A Dunraven Stateroom at Adare Manor
A Dunraven Stateroom at Adare Manor in Limerick, Ireland; the former castle is a popular pick for destination weddings.


There are as many options for a wedding in Europe as there are couples looking to tie the knot. We reached out to a few wedding specialists to find out what their clients want and how they deliver the best wedding imaginable.

Laurie Gluck, president of Gluck Travel, emphasizes the need to know as much about a destination as possible before trying to arrange a wedding there. She mentions a couple that planned for a wedding in Italy, and arrived without anyone telling them about the seven-day residency requirement. “No one told them, [so] they could not get married,” she says. “There are so many small but important things that need to be done before a destination wedding, so going it on your own should never be considered.”

Agent Advice

Two wedding packages from the London Eye let couples look out over the city as they take their vows in one of the Eye’s glass capsules. The packages run for an hour (two rotations of the wheel), and can include everything from flowers inside the capsule and champagne served after the ceremony to the night either before or after the wedding at the nearby Marriott County Hall Hotel and two spa treatments (a mini-manicure, pedicure, facial, or back, neck and shoulder massage). For more information, e-mail [email protected].

Adare Manor was once a bona fide Irish castle. Today, it is a luxury destination resort in Limerick and a popular pick for destination weddings. While many people of Irish ancestry have “come home” for a wedding at Adare, we hear that Jewish and Hindu ceremonies also have been arranged. Two churches in the nearby village are available for Catholic and Protestant weddings. If your clients want to feel like royalty and get married at Westminster Abbey, tell them it’s possible...as long as they actually are royalty, or are members of the Order of the Bath,or live within the Abbey’s precincts.

Gluck says that she warns all her wedding couples not to drive themselves to a destination in Europe. “They need to rely on transfer services or driver guides to get them where they need to go without any stress—a wedding is too important a time in your life to try to penny-pinch; this is the one time to be extravagant.”

Sandra Aaron, owner of Mindless Sophistication Events, recommends partnering with a local wedding planner when sending clients abroad. “I do that sometimes,” she says, “but I find that since all couples are different, unless I chose to specialize on one or two select geographical areas, it’s really hard to know someone locally who provides the level of service and expertise my clients need.”

To counteract that, she uses Destination Management Companies (DMC) and works with a Virtuoso member travel agency. This gives her clients access to Virtuoso’s network of on-sites, which are available in most countries.

“If a client has a special request that seems impossible, a Virtuoso On-Site usually knows someone who can make it happen,” she says.

Aaron’s first destination wedding was for a couple who wanted to get married in Paris. The bride was French and had a home there, and they met all the other legal requirements for weddings in France. “What made this couple unique was the groom really wanted to spend his wedding night in Marie Antoinette’s bedroom at the Palace of Versailles,” she recalls. “It’s for this reason the Palace of  Versailles was their first-choice wedding venue.”

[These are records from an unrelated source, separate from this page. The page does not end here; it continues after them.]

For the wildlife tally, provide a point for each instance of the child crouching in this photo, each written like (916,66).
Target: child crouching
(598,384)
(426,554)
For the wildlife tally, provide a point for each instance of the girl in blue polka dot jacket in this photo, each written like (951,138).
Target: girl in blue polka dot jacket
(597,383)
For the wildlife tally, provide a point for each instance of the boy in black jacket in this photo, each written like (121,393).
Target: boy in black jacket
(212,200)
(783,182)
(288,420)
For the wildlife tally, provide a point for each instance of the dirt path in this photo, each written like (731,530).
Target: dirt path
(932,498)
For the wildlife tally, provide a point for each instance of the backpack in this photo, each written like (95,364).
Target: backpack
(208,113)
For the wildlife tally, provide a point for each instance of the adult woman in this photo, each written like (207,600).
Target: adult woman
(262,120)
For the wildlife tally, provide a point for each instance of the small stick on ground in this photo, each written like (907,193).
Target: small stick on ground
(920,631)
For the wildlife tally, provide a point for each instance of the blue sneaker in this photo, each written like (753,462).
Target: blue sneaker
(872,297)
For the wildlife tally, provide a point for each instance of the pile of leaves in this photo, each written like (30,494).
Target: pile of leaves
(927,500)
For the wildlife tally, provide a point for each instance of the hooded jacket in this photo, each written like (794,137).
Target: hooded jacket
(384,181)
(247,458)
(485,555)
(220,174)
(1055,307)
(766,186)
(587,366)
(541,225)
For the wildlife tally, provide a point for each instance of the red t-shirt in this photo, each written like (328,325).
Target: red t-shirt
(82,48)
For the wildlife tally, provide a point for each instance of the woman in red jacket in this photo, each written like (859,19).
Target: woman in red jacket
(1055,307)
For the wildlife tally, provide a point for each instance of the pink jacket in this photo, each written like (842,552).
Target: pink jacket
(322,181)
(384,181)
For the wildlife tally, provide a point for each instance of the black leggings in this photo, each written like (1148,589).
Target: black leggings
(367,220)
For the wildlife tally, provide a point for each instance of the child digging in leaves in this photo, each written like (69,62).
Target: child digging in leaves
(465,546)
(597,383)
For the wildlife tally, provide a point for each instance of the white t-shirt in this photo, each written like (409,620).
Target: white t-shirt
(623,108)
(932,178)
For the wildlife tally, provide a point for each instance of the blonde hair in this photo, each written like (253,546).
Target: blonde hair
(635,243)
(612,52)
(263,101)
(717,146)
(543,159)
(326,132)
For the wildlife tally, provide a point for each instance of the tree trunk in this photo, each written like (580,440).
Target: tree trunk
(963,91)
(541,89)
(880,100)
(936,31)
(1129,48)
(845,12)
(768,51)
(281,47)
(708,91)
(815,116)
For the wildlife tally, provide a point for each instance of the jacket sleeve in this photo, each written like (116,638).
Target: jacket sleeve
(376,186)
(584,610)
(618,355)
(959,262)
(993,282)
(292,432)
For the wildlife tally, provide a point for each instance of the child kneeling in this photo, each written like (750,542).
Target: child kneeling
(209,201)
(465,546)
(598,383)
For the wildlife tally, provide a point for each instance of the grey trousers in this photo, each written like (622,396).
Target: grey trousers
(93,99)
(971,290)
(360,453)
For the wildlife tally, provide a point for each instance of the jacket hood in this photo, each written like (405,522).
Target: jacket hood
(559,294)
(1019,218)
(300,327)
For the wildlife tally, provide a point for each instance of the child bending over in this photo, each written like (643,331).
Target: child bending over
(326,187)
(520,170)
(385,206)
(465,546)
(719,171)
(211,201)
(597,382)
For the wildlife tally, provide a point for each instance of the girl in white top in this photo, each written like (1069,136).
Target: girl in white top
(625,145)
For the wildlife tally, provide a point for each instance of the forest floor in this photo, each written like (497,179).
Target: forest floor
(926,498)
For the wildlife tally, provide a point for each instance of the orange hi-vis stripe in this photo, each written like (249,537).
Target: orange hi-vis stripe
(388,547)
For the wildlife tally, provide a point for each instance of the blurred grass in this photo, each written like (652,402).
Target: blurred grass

While a wedding there is not a problem, staying overnight is a completely different issue. It’s one of the few special requests Aaron hasn’t pulled off. 

“At the time I didn’t know about Virtuoso. I didn’t know if this is the type of request their on-sites in Paris could have arranged. But, their connections are such that they had a better chance of granting this wish than I did,” she says.

Another wedding that Aaron assisted with was in Italy. “It was a Jewish couple who loved the romance of getting married in Italy. They also wanted a very traditional ceremony that would celebrate the cultural history of the Jewish community in Italy. The wedding took place at one of the historic synagogues in the old Jewish quarter of Venice. All the synagogues in that area are Orthodox, so we needed to have an Orthodox Rabbi in the couples’ home country write a letter asking permission to use the synagogue and stating that both the bride and groom were Jewish under Jewish law. To date, it has been one of my favorite weddings.”

Erika Unbehaun of FlutterFly Events, a London-based wedding planner, says that traditional weddings are still the most popular. Most of her clients choose to get married in London’s historic buildings or grand banqueting halls.

One American couple had a Central London wedding at St. Luke’s Cathedral in Chelsea behind the posh streets of Kings Roads, followed by two red double-decker buses taking guests off to a venue next to Westminster Abbey

Another couple posed the challenge of combining cultures: the groom was Canadian while the bride was Sri Lankan. They married at the Royal College of Greenwich (where the third Pirates of the Caribbean movie was recently filmed). And a Chinese couple will be getting married in June at the childhood home of Henry VIII.